As difficult as knowing whether or not our economy is officially in a recession,  I think I’m in the anger part of the grieving process.  I’m not, however, expressing it in a typical fashion that would have me saying, “Billy, why’d you leave us?,” but it’s coming out more in a phrase resembling, “Billy WHAT the FAT!”  When I was here last week attending to things that are important to the Mrs. (like outdoor Christmas lights…), I got woefully behind in the steady paced progress I would like to make on the other fronts.  

My mantra is “one bag at a time”.  One bag of garbage – one recycle bin full to the top with “unnecessary plastic items” – (to quote Nanci Griffith in her reference to things you could only buy at Woolworth’s). My goal each week is to make sure her garbage bin is full to overflowing. Baby step cleaning.  Baby step digging.  Baby step sorting. Eventually we’ll all see the progress but it won’t be an overnight thing.

Last night I took aggressive action against empty boxes piled in the basement.  Tiny little ring boxes, a shiny red box hidden inside a plastic bag to keep it shinier, a huge box from a snow blower that is now living in Cincinnati – boxes of all shapes and sizes.  These boxes once served some purpose and were waiting their next assignment.  Well, I’m sorry to say – their next assignment is to become brand new boxes after they spend some time at the “rehab” center, spa soaking and getting roller massaged.  

As I was slashing my way through the mess, I devised a little contest.  The oldest box prize went to one from gas regulators – addressed to NIPSCO on 15th Ave in Gary.  OK – even if he brought that box home on the day he retired (1983) it would have been a mere twenty-five years old. Twenty-five years of mold from a damp basement…I think I’ll have bronchitis in a week or so. The smallest – went to one of those ring boxes.  There were two and I gave the prize to the silver and white striped one because it was cuter.  The sturdiest box award went to a Bonita banana box which could have served as its very own boat from Bogota it was so strong.  
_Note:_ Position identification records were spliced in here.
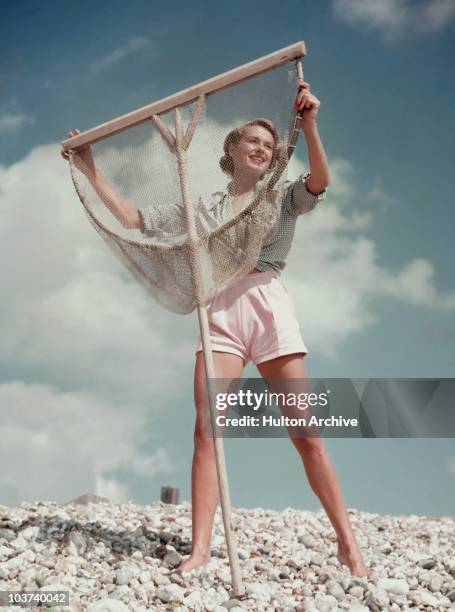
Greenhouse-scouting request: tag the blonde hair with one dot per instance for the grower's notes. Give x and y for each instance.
(234, 137)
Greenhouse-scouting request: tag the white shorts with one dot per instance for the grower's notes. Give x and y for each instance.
(255, 319)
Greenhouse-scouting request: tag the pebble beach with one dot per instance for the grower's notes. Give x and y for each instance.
(123, 557)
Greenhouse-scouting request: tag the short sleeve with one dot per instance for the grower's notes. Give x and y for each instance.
(299, 200)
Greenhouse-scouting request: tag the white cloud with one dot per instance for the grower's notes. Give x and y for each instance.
(335, 277)
(395, 18)
(132, 45)
(70, 443)
(70, 314)
(451, 465)
(10, 122)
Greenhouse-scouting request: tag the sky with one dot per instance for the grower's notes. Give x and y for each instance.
(95, 377)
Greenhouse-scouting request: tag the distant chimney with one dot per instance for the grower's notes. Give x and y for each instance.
(169, 495)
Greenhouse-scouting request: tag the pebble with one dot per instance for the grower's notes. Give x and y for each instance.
(117, 557)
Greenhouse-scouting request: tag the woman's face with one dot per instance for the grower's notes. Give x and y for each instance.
(254, 152)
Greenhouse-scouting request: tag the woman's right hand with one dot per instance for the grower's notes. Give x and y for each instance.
(82, 156)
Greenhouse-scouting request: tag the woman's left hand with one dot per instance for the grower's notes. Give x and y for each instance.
(307, 104)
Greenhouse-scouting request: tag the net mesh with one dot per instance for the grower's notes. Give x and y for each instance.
(195, 236)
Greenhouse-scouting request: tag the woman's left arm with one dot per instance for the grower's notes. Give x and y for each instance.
(309, 105)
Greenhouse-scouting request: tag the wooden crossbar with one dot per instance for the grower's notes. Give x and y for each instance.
(278, 58)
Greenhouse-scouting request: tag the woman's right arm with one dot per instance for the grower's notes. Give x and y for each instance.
(122, 210)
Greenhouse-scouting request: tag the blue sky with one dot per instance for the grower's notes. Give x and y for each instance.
(89, 364)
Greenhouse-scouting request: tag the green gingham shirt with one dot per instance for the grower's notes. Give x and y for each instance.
(297, 200)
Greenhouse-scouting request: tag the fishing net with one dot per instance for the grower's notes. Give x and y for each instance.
(152, 185)
(194, 239)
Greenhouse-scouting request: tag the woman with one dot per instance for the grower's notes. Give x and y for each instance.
(272, 341)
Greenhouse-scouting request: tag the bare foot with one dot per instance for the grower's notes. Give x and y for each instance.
(194, 561)
(351, 556)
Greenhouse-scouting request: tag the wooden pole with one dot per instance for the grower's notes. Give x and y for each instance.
(198, 286)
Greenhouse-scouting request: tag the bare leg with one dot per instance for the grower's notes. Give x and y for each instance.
(204, 483)
(320, 471)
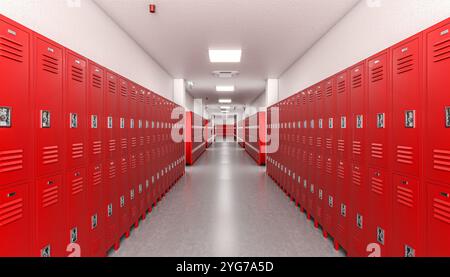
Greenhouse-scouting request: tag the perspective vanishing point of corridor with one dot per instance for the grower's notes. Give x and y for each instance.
(226, 206)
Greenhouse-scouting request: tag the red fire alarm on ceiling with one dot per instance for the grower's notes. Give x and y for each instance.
(152, 8)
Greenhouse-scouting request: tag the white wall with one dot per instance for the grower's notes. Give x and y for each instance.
(373, 25)
(88, 31)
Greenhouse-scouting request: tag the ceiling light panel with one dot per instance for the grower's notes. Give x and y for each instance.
(225, 88)
(225, 56)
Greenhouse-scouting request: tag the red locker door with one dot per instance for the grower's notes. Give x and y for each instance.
(75, 110)
(408, 225)
(48, 93)
(407, 108)
(76, 216)
(50, 213)
(15, 116)
(342, 161)
(379, 228)
(438, 220)
(378, 121)
(15, 218)
(437, 146)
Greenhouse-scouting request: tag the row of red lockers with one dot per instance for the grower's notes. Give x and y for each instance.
(253, 130)
(367, 152)
(85, 153)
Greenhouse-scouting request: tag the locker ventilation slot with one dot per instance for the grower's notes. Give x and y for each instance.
(377, 74)
(97, 81)
(77, 185)
(357, 147)
(11, 50)
(341, 145)
(377, 150)
(77, 150)
(96, 147)
(97, 178)
(377, 186)
(50, 196)
(328, 143)
(356, 178)
(441, 51)
(11, 211)
(441, 160)
(405, 154)
(77, 74)
(405, 64)
(357, 81)
(441, 210)
(11, 160)
(50, 155)
(50, 64)
(112, 145)
(405, 196)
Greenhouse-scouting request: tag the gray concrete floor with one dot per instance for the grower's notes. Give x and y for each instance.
(226, 206)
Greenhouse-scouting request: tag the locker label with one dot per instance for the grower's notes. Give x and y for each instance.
(410, 119)
(73, 120)
(343, 210)
(380, 120)
(343, 122)
(45, 119)
(5, 117)
(359, 121)
(94, 121)
(46, 252)
(380, 235)
(94, 221)
(409, 252)
(110, 210)
(74, 235)
(359, 221)
(447, 117)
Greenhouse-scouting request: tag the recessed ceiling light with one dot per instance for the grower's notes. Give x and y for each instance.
(225, 101)
(224, 88)
(225, 56)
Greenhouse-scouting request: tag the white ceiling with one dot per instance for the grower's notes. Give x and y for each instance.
(271, 33)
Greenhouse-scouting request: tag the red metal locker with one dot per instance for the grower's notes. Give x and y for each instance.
(407, 108)
(76, 215)
(437, 146)
(342, 162)
(50, 212)
(438, 220)
(330, 212)
(15, 117)
(48, 99)
(95, 154)
(378, 117)
(408, 227)
(75, 110)
(15, 221)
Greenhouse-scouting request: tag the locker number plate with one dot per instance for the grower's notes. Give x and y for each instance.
(45, 119)
(5, 117)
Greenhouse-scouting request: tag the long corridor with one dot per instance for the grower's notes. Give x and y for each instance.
(225, 205)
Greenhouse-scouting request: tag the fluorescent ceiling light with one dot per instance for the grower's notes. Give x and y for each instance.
(224, 88)
(225, 56)
(225, 101)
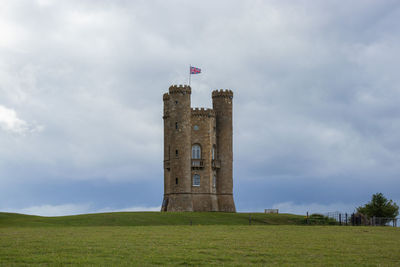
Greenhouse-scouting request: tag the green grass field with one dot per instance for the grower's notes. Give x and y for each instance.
(153, 238)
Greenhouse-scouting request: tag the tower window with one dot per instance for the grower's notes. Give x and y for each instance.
(196, 180)
(196, 152)
(213, 154)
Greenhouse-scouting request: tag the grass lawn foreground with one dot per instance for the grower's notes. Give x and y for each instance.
(44, 243)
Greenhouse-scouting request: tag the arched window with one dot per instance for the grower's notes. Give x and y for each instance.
(214, 153)
(196, 180)
(214, 180)
(196, 152)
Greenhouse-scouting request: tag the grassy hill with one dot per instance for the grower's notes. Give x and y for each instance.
(167, 239)
(149, 219)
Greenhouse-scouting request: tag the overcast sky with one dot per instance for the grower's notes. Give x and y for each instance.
(316, 100)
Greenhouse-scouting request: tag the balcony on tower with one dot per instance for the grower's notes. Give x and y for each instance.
(197, 164)
(167, 164)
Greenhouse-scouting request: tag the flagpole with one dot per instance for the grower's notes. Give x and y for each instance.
(190, 73)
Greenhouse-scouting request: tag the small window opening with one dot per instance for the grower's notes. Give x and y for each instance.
(196, 152)
(196, 180)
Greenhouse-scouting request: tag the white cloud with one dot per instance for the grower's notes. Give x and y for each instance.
(10, 122)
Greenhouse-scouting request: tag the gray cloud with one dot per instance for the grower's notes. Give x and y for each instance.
(316, 91)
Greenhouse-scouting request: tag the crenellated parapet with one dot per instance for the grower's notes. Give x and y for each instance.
(202, 112)
(180, 89)
(222, 93)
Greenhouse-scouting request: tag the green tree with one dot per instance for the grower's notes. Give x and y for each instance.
(379, 206)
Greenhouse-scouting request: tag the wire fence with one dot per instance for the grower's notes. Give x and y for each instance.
(353, 219)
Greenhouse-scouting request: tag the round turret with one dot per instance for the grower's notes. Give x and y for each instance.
(222, 105)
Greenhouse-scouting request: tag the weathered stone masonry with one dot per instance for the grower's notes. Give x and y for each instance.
(197, 153)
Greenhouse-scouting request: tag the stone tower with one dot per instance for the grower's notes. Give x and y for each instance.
(197, 153)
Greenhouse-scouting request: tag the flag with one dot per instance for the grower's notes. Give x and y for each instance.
(194, 70)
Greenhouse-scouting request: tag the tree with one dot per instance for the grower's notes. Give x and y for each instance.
(379, 207)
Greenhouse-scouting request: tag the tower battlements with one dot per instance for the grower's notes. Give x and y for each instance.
(222, 93)
(180, 89)
(202, 112)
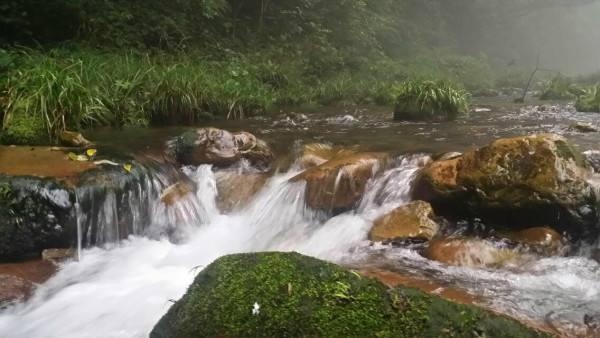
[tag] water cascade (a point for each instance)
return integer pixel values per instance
(122, 290)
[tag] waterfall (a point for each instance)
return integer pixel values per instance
(123, 290)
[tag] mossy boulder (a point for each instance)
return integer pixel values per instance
(219, 147)
(340, 183)
(516, 182)
(414, 221)
(473, 252)
(35, 214)
(299, 296)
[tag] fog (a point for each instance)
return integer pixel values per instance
(565, 34)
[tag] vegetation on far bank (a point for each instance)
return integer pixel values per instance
(429, 100)
(71, 64)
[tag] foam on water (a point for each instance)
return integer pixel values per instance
(122, 290)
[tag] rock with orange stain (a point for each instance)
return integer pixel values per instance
(340, 183)
(42, 162)
(393, 280)
(220, 148)
(315, 154)
(236, 190)
(515, 181)
(472, 252)
(412, 221)
(546, 239)
(177, 191)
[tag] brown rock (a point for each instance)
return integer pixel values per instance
(340, 183)
(14, 289)
(315, 154)
(74, 139)
(544, 238)
(517, 181)
(40, 162)
(411, 221)
(472, 252)
(219, 147)
(235, 190)
(57, 255)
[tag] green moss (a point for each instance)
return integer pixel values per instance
(23, 129)
(301, 296)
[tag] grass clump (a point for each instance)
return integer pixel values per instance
(429, 100)
(300, 296)
(24, 129)
(589, 101)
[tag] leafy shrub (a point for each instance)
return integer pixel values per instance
(590, 100)
(429, 100)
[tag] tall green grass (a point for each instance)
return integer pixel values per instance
(430, 100)
(589, 101)
(79, 90)
(76, 89)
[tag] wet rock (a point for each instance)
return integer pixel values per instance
(236, 190)
(542, 239)
(35, 214)
(340, 183)
(593, 323)
(219, 147)
(473, 252)
(74, 139)
(177, 191)
(446, 156)
(40, 162)
(19, 280)
(14, 290)
(517, 181)
(583, 127)
(315, 154)
(412, 221)
(290, 295)
(57, 255)
(593, 158)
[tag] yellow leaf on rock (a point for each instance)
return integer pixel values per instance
(91, 152)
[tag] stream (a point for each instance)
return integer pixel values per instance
(121, 289)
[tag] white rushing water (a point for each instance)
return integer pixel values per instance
(122, 290)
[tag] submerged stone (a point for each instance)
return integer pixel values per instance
(290, 295)
(315, 154)
(412, 221)
(236, 190)
(341, 182)
(515, 182)
(473, 252)
(219, 147)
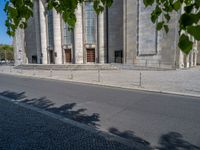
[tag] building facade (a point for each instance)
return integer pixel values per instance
(121, 34)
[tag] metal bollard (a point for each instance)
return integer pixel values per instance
(99, 75)
(71, 75)
(34, 71)
(51, 73)
(140, 83)
(10, 69)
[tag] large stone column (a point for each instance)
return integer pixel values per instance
(181, 60)
(43, 32)
(102, 37)
(57, 37)
(78, 36)
(37, 29)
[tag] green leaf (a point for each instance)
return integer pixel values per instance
(194, 31)
(166, 28)
(177, 5)
(185, 44)
(148, 2)
(159, 25)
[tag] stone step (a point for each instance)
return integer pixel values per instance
(140, 67)
(67, 67)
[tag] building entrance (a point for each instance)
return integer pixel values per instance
(51, 57)
(68, 56)
(90, 55)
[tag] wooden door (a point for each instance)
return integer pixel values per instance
(51, 57)
(90, 55)
(68, 56)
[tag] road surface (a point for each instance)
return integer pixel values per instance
(166, 121)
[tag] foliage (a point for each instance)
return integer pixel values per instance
(19, 11)
(189, 27)
(6, 52)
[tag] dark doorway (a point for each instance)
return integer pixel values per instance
(34, 59)
(119, 56)
(68, 56)
(90, 55)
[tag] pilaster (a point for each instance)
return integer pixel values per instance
(43, 32)
(57, 37)
(78, 36)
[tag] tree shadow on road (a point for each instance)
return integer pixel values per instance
(68, 110)
(169, 141)
(175, 141)
(140, 144)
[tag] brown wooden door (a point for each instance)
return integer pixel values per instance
(68, 56)
(90, 55)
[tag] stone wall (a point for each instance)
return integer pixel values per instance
(30, 38)
(115, 29)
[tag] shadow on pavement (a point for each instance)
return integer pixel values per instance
(66, 110)
(175, 141)
(169, 141)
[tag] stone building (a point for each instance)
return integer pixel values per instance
(121, 34)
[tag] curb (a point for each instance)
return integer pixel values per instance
(107, 135)
(107, 85)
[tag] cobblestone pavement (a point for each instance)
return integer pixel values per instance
(23, 129)
(178, 81)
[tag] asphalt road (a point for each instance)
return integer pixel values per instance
(166, 121)
(24, 129)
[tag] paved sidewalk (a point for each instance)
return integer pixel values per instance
(186, 82)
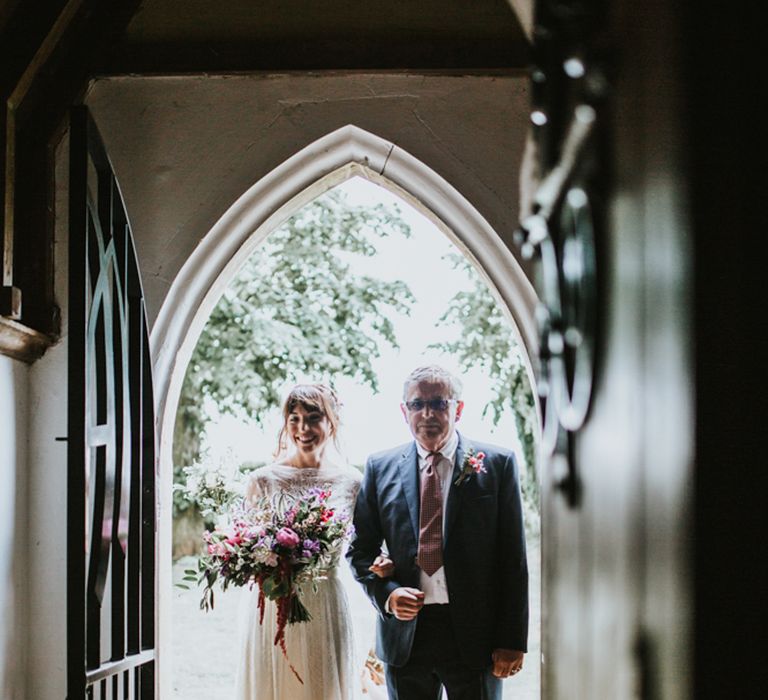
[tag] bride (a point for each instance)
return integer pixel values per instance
(322, 650)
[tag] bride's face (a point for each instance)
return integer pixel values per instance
(309, 429)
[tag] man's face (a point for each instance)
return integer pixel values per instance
(431, 424)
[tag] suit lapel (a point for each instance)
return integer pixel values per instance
(452, 507)
(409, 478)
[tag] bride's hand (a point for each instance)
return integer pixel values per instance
(382, 566)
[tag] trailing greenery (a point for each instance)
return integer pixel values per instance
(486, 341)
(296, 307)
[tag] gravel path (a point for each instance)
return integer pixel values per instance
(205, 645)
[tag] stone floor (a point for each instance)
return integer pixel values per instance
(205, 645)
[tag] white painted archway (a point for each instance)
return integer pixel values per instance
(315, 169)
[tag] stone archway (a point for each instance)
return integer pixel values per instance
(318, 167)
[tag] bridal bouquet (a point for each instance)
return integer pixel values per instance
(281, 543)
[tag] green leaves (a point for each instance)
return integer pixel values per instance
(486, 340)
(296, 307)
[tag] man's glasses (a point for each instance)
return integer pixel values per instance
(434, 404)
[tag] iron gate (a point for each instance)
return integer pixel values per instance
(111, 448)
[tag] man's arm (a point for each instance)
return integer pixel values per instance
(366, 542)
(512, 628)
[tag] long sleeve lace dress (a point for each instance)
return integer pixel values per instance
(322, 650)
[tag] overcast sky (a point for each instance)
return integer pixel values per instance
(373, 422)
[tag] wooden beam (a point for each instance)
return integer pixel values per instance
(22, 343)
(47, 54)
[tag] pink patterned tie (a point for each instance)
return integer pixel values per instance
(431, 518)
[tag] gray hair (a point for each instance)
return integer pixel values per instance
(435, 375)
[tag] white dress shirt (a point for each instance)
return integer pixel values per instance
(435, 587)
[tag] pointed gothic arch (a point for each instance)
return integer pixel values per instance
(318, 167)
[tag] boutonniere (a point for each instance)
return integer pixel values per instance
(472, 464)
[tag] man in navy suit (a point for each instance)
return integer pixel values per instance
(454, 612)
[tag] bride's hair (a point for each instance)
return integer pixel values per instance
(311, 397)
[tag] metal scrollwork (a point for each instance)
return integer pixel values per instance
(561, 233)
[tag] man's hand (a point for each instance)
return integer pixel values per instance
(405, 603)
(507, 662)
(382, 566)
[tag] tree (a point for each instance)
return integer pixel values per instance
(486, 340)
(296, 307)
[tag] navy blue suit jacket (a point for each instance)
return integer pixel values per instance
(483, 550)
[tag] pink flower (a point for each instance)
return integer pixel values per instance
(287, 537)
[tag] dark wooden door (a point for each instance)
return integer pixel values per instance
(111, 455)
Anyway – in preparation for this chore I bought myself a serious…a really serious, box-cutter last week, knowing I’d have to attack that space sometime.  It is so serious that it doesn’t even have a retractable blade.  It just juts out there screaming danger to all who come near.  

I’ve had some box-cutter experience at the boutique where Shop Girl hangs out. It is shameful to see how much packaging goes into sending things to stores but at least the stuff gets recycled. One day last winter when I was still working at the hospital and was on my way to interpret for a therapy session, I decided to make a quick stop to say “hi”.  There were boxes to break down and I just love the feel of a weapon in my hand so I made use of my time and got busy.  Ohhh, I could just hear my dad’s voice in my head that I was doing something wrong when before I knew it I had cut across my thigh – slicing open my black cords and just nicking my skin.  Yikes.  That would have been hard to explain in the emergency room being an adult over the age of 50 and all.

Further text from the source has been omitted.